We read code 10x more than we write it. Probe is a code and markdown context engine, with a built-in agent, made to work on enterprise-scale codebases.

Today's AI coding tools use a caveman approach: grep some files, read random lines, hope for the best. It works on toy projects. It falls apart on real codebases.

Probe is a context engine built for reading and reasoning. It treats your code as code—not text. AST parsing understands structure. Semantic search finds what matters. You get complete, meaningful context in a single call.

The Probe Agent is purpose-built for code understanding. It knows how to wield the Probe engine expertly—searching, extracting, and reasoning across your entire codebase. Perfect for spec-driven development, code reviews, onboarding, and any task where understanding comes before writing.

One Probe call captures what takes other tools 10+ agentic loops—deeper, cleaner, and far less noise.


Table of Contents


Why Probe?

Most code search tools fall into two camps: text-based (grep, ripgrep) or embedding-based (vector search requiring indexing and an embedding model). Probe takes a third path: AST-aware structural search with zero setup.

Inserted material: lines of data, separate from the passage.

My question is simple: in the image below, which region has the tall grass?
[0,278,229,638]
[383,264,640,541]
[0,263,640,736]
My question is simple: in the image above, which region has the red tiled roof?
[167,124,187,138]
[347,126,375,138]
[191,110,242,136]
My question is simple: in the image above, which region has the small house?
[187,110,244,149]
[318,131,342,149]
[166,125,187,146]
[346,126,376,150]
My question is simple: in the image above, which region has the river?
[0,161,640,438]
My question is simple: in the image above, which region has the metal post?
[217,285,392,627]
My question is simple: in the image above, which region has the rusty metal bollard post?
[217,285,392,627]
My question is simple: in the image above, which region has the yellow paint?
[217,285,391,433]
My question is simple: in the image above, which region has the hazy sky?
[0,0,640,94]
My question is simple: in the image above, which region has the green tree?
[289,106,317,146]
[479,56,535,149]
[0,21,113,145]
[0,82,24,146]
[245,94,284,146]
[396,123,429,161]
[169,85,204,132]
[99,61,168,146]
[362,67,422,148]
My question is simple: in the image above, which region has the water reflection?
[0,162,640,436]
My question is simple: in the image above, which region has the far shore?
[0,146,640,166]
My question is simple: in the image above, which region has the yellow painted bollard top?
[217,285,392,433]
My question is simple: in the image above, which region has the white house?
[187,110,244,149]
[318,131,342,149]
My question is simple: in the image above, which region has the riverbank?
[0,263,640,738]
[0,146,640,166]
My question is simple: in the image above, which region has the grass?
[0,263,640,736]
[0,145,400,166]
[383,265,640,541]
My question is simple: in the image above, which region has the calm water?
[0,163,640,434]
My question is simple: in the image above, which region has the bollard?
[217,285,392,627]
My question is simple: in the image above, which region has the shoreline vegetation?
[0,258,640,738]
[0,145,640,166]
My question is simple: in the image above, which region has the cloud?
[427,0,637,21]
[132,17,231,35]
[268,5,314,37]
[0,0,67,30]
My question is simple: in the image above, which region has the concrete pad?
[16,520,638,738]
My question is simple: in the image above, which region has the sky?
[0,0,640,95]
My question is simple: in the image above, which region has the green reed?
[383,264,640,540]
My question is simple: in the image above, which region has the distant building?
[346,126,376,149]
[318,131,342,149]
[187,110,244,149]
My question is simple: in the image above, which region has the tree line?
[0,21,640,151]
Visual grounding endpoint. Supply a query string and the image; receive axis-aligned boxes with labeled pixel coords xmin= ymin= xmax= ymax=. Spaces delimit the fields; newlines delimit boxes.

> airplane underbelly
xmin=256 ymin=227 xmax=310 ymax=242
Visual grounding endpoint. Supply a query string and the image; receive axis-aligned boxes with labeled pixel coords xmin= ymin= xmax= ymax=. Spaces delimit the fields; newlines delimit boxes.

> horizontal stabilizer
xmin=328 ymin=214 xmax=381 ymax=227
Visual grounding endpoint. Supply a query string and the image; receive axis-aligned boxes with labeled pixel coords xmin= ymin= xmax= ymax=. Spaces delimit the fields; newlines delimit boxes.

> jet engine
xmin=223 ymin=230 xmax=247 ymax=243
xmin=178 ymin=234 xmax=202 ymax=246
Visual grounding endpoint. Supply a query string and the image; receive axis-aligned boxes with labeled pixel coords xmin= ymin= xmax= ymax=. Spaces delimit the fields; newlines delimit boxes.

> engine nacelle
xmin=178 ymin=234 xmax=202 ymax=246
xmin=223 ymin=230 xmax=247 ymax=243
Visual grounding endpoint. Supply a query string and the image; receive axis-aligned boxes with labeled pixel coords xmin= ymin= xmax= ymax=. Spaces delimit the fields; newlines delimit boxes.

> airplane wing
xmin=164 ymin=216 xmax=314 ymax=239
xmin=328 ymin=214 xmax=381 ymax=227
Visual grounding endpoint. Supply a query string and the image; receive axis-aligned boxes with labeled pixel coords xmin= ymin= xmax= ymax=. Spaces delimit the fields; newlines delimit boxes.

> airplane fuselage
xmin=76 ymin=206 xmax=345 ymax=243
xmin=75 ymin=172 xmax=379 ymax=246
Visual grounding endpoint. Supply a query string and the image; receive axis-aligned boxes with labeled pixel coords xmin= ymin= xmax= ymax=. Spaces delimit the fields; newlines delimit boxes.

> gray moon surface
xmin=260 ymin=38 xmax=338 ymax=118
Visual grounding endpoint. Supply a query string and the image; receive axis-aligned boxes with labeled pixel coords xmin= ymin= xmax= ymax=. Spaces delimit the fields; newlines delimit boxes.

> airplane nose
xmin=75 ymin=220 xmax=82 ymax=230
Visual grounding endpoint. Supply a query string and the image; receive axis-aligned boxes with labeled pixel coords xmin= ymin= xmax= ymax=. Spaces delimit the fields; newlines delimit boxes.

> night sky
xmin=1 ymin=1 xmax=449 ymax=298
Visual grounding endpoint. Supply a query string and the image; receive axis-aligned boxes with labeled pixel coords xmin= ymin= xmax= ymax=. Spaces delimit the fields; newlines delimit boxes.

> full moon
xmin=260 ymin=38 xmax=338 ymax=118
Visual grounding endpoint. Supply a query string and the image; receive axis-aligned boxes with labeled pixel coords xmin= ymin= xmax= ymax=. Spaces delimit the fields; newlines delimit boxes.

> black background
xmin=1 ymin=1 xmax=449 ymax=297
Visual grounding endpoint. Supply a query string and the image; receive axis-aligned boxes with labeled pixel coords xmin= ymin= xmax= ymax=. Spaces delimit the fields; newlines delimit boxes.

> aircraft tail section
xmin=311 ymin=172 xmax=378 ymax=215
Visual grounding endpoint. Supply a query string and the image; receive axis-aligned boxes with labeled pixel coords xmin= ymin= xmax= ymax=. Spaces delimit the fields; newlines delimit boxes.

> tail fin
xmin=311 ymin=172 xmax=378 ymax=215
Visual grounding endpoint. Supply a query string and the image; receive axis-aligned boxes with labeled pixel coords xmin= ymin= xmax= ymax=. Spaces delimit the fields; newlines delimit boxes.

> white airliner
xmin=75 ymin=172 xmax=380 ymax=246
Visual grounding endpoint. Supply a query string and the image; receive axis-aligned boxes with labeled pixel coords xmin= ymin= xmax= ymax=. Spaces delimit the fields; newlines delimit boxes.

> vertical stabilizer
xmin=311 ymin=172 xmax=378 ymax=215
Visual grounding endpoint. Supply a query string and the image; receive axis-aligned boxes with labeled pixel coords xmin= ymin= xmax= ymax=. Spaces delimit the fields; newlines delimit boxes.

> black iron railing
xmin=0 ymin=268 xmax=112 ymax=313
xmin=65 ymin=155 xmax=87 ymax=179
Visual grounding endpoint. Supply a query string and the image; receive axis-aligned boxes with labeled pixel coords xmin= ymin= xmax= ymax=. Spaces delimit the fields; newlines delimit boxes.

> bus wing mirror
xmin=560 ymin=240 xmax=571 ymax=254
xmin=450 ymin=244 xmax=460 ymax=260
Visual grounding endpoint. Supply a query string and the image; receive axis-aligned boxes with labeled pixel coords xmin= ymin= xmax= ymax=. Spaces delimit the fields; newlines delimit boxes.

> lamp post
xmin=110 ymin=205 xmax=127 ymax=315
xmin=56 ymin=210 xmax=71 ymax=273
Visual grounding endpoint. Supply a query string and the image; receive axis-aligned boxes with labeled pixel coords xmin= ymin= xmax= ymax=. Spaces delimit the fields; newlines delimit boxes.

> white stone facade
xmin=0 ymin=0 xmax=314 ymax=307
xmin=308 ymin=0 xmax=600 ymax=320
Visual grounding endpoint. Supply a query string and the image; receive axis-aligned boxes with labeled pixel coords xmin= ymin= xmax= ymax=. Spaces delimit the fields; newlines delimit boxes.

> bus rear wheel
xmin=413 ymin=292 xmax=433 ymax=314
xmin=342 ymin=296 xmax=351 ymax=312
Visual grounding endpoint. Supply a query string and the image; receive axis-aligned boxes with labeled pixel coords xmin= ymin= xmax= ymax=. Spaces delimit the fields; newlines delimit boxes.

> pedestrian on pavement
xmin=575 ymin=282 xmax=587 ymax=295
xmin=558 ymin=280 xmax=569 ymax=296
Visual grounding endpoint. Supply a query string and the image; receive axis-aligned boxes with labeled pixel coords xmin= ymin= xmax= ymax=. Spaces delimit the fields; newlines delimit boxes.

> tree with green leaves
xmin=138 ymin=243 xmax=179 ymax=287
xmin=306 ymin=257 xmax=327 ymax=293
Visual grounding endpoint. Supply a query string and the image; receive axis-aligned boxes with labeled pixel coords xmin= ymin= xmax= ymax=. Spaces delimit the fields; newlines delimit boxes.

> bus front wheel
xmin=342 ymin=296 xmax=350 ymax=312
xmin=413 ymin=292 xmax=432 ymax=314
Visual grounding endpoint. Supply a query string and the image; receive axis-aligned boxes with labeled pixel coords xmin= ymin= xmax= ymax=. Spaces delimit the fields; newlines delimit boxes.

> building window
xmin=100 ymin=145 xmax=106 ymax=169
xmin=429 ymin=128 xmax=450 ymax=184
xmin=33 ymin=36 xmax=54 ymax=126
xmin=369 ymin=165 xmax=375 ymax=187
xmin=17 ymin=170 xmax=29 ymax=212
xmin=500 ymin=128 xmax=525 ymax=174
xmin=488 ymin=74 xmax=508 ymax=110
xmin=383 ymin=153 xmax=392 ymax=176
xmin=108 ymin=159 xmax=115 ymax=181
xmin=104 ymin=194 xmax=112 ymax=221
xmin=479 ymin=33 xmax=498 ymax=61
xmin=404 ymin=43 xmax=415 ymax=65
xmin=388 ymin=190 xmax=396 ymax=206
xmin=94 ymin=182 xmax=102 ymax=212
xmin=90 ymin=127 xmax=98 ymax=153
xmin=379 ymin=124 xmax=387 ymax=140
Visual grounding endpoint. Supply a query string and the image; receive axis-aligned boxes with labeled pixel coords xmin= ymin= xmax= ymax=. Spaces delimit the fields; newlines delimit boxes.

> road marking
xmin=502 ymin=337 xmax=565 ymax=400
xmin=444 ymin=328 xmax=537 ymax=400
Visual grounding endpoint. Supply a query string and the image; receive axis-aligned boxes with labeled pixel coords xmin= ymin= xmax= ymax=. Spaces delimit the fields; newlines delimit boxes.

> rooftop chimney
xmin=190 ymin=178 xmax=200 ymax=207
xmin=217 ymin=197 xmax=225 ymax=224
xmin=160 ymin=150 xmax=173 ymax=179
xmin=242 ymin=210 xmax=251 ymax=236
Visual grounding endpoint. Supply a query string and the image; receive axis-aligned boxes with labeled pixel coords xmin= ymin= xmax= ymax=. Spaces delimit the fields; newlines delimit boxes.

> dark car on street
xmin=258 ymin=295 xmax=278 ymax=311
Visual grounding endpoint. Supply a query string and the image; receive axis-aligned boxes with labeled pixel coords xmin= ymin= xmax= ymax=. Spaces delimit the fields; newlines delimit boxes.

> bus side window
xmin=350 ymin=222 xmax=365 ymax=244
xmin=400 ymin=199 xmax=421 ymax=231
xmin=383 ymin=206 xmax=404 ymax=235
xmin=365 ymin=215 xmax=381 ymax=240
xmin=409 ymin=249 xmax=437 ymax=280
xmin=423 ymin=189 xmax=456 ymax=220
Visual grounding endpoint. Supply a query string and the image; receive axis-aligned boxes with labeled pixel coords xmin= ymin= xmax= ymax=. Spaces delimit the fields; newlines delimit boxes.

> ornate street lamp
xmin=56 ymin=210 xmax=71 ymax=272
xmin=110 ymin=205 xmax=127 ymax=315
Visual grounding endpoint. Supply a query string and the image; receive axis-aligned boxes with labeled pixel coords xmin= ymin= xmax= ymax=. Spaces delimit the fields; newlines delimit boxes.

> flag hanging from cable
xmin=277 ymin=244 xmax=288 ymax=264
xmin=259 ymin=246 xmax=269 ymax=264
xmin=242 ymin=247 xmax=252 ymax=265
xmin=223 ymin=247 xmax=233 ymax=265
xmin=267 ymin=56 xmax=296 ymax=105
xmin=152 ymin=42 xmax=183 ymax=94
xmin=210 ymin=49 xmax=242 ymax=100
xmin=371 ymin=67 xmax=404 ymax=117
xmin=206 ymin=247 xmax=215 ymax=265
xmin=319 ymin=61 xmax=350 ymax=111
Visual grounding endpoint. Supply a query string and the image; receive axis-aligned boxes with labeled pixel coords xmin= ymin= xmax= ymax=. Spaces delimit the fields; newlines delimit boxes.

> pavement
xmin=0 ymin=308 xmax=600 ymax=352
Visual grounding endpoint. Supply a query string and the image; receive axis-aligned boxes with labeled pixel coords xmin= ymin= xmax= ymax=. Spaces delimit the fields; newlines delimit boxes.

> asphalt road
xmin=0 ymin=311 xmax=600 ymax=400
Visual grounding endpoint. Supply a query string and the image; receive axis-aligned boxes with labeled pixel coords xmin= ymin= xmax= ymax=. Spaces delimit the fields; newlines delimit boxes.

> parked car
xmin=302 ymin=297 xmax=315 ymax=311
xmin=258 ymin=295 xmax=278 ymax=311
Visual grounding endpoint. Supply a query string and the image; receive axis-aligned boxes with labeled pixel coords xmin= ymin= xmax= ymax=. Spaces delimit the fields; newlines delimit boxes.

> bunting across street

grep/ripgrep Embedding tools (grepai, Octocode) Probe
Setup time None Minutes (indexing + embedding service) None
Code understanding Text only Text chunks (can split mid-function) AST-aware (returns complete functions/classes)
Search method Regex Vector similarity Elasticsearch-style boolean queries + BM25
Result quality Line fragments ~512-char chunks Complete semantic code blocks
Ranking None (line order) Cosine similarity BM25/TF-IDF/Hybrid with SIMD acceleration
External dependencies None Embedding API (Ollama/OpenAI) None
Token awareness No Partial Yes (--max-tokens, session dedup)
Works offline Yes Only with local model Always
AI agent integration None MCP server Full agent loop + MCP + Vercel AI SDK

The key insight: AI agents don't need embedding search

Embedding-based tools solve vocabulary mismatch -- finding "authentication" when the code says verify_credentials. But when an AI agent is the consumer, the LLM already handles this:

User: "find the authentication logic"
  -> LLM generates: probe search "verify_credentials OR authenticate OR login OR auth_handler"
  -> Probe returns complete AST blocks in milliseconds

The LLM translates intent into precise boolean queries. Probe gives it a powerful query language (AND, OR, +required, -excluded, "exact phrases", ext:rs, lang:python) purpose-built for this. Combined with session dedup, the agent can run 3-4 rapid searches and cover more ground than a single embedding query -- faster, deterministic, and with zero setup cost.


Quick Start

Option 1: Probe Agent via MCP (Recommended)

Our built-in agent natively integrates with Claude Code, using its authentication—no extra API keys needed.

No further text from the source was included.